HIV and race are independently associated with endothelial dysfunction

Evaluating the vascular function in HIV-infected compared with HIV uninfected with assessment of body composition, inflammation, and gut integrity markers. DESIGN: A noninvasive test that measures the endothelial function. METHODS: We included participants at least 18 years old, with peripheral arterial tonometry testing (EndoPAT2000) between 2014 and 2022. Persons with HIV (PWH) had documented infection, a stable ART regimen, and a viral load less than 400 copies/ml. We measured the vessel's function with the reactive hyperemia index (RHI) (normal >1.67) and Augmentation Index. Lower Augmentation Index reflect better arterial elasticity. We assessed markers of systemic inflammation, immune activation, and gut integrity.
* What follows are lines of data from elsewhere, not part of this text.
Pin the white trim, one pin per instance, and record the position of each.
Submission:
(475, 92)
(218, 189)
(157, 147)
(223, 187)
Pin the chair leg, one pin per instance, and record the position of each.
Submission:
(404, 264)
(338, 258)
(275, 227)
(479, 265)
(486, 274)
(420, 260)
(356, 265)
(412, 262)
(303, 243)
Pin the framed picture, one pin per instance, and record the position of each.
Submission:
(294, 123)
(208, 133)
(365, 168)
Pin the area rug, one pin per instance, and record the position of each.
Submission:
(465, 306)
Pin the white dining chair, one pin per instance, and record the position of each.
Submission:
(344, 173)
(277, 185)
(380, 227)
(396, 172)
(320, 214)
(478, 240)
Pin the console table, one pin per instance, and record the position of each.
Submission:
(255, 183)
We used linear mixed models to estimate endothelial dysfunction with a significant P value less than 0.05. RESULTS: Overall, 511 participants (296 HIV-infected; 215 HIV-uninfected controls) were included. Estimated RHI among PWH was 13% lower (P = 0.01) compared with persons without HIV. In nonwhite race, the estimated RHI was 9% lower (P = 0.001) than white race. For every 1% increase in BMI, we would expect RHI to increase 0.17% (P = 0.01). At the time of EndoPAT, the estimated RHI was 8% lower (P = 0.04) among protease inhibitor users compared with PWH who were not taking protease inhibitors. The estimated odds of abnormal RHI ≤1.67) is 1.56 times greater [95% confidence interval (CI) 1.05–2.31] in nonwhite race compared with white race, independent of HIV status [OR = 1.4 (95% CI 0.94–2.13)]. There was not enough evidence to suggest that inflammation, gut, or monocyte markers, current or nadir CD4(+) cell count, or duration of HIV were associated with endothelial dysfunction. CONCLUSION: HIV, nonwhite race, and protease inhibitor use are independently associated with endothelial dysfunction.